Bild: Empfindet keinen Neid auf seine reichen Klienten: Timo Daus
taz: Herr Daus, was haben Superreiche für Probleme?
Timo Daus: Bei Superreichen ist es so: Alles muss jetzt sein. Das ist nicht
immer einfach. Wenn sie heute von einem Araber-Hengst hören, der in einem
bestimmten Stall irgendwo auf der Welt steht, wollen sie ihn heute haben.

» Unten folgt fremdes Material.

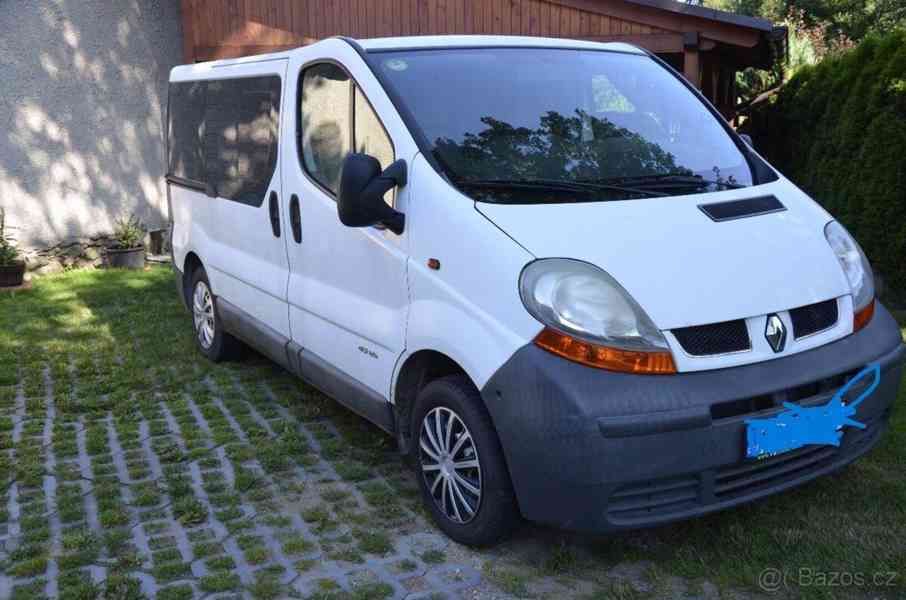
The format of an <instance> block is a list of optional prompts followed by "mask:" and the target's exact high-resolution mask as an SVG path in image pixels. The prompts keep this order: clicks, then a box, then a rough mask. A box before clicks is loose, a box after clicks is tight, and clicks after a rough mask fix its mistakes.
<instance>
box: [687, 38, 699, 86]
mask: <svg viewBox="0 0 906 600" xmlns="http://www.w3.org/2000/svg"><path fill="white" fill-rule="evenodd" d="M698 58H699V57H698V47H692V46H690V47H687V48H686V49H685V51H684V52H683V75H684V76H685V77H686V79H688V80H689V83H691V84H692V85H694V86H695V87H697V88H699V89H701V86H702V81H701V65H700V62H699V60H698Z"/></svg>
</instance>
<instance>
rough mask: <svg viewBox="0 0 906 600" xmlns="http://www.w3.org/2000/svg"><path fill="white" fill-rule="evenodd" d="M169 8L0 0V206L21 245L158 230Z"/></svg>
mask: <svg viewBox="0 0 906 600" xmlns="http://www.w3.org/2000/svg"><path fill="white" fill-rule="evenodd" d="M181 57H182V35H181V25H180V11H179V0H0V206H2V207H3V208H5V209H6V213H7V221H8V222H9V223H10V224H11V225H13V226H16V227H18V231H17V232H15V233H16V234H17V237H18V238H19V243H20V245H21V246H23V247H26V248H27V247H46V246H50V245H53V244H57V243H59V242H61V241H66V240H71V239H76V238H85V237H89V236H93V235H99V234H103V233H105V232H109V231H110V230H111V228H112V226H113V220H114V219H116V218H117V217H118V216H120V215H122V214H124V213H130V212H135V213H136V215H138V216H139V217H140V218H141V219H142V220H143V221H144V222H145V223H146V225H147V226H148V227H149V228H150V229H158V228H161V227H163V226H165V224H166V211H167V201H166V189H165V187H164V185H163V181H162V177H163V174H164V120H165V115H166V102H167V78H168V74H169V70H170V68H171V67H172V66H174V65H176V64H179V63H180V62H182V60H181Z"/></svg>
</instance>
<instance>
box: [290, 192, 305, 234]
mask: <svg viewBox="0 0 906 600" xmlns="http://www.w3.org/2000/svg"><path fill="white" fill-rule="evenodd" d="M289 225H290V228H292V230H293V239H294V240H296V243H297V244H301V243H302V215H301V214H300V213H299V197H298V196H297V195H295V194H293V195H292V197H291V198H290V199H289Z"/></svg>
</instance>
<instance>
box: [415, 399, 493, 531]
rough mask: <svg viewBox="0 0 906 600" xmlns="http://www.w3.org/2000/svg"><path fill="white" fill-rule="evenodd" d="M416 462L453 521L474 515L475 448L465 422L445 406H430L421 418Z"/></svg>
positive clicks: (476, 478) (474, 494) (468, 521)
mask: <svg viewBox="0 0 906 600" xmlns="http://www.w3.org/2000/svg"><path fill="white" fill-rule="evenodd" d="M419 462H420V464H421V470H422V476H423V477H424V478H425V484H426V485H427V487H428V492H429V493H430V494H431V497H432V498H433V499H434V503H435V505H436V506H437V508H438V509H440V511H441V512H443V514H444V515H446V517H447V518H448V519H450V520H451V521H453V522H454V523H461V524H465V523H468V522H469V521H471V520H472V519H474V518H475V515H476V514H477V513H478V508H479V506H480V505H481V465H480V463H479V462H478V449H477V448H476V447H475V442H474V440H473V439H472V434H471V433H469V429H468V428H467V427H466V424H465V423H464V422H463V420H462V419H461V418H460V417H459V415H457V414H456V413H455V412H453V411H452V410H450V409H449V408H446V407H443V406H439V407H437V408H434V409H432V410H431V411H430V412H429V413H428V414H427V415H425V418H424V419H422V429H421V433H420V435H419Z"/></svg>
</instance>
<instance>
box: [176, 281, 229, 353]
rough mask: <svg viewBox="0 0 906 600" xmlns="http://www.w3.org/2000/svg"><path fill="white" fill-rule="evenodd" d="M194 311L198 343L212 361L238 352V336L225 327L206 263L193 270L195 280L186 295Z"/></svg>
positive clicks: (196, 336)
mask: <svg viewBox="0 0 906 600" xmlns="http://www.w3.org/2000/svg"><path fill="white" fill-rule="evenodd" d="M187 300H188V304H189V311H190V312H191V313H192V325H193V327H194V331H195V345H196V346H197V347H198V349H199V350H200V351H201V353H202V354H204V355H205V357H206V358H207V359H208V360H210V361H212V362H220V361H222V360H226V359H229V358H232V357H234V356H236V355H237V351H238V349H239V348H240V346H241V344H240V342H239V340H237V339H236V338H234V337H233V336H231V335H230V334H229V333H227V332H226V331H224V329H223V322H222V321H221V320H220V314H219V312H218V310H217V297H216V296H215V295H214V293H213V291H212V290H211V283H210V282H209V281H208V274H207V273H205V270H204V267H198V268H197V269H195V271H194V272H193V273H192V283H191V287H190V288H189V297H188V298H187Z"/></svg>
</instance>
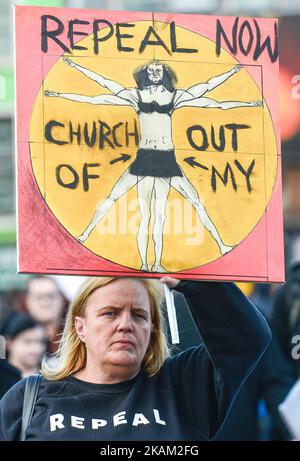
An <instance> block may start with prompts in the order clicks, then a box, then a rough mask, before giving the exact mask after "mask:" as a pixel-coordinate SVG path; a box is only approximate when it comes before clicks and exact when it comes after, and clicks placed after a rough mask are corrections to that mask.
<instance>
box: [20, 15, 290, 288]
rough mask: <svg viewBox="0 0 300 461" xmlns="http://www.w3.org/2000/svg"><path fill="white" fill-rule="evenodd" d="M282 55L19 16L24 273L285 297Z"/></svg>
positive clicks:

Und wenn sie nicht sofort eine Zusage bekommen, wollen, sie ihn morgen
nicht mehr.
Ach – sonst noch Wünsche?
Zum Beispiel: Ich bekomme ein Foto per Whatsapp geschickt und einen Anruf –
jemand sagt mir: „Ich stehe am Frankfurter Flughafen mit meinem
First-Class-Ticket, und die Dame auf dem Foto lässt mich nicht rein. Klären
Sie das bitte sofort.“
Was machen Sie in so einem Fall?
Ich rufe jemanden bei Lufthansa an. Wir haben sehr gute Kontakte zu
Dienstleistern in vielen Städten. Wir haben also immer jemanden, den wir
anrufen können. Oft macht ein Kunde aus einer Mücke einen Elefanten, aber
die Person, die ihm gegenübersteht, empfindet die Sache gar nicht als
Problem. Außerdem: Wie du in den Wald rufst, so schallt es heraus. Unser
Job ist es, die Situation zu retten.
Wer sind Ihre Klientinnen und Klienten?
Die meisten sind Unternehmer. Einige arbeiten im Entertainmentbereich,
andere sind Musiker, Schauspieler, viele Sportler. Wir haben auch Kunden
aus der gehobenen Geschäftsführung, aus den Vorständen großer Unternehmen.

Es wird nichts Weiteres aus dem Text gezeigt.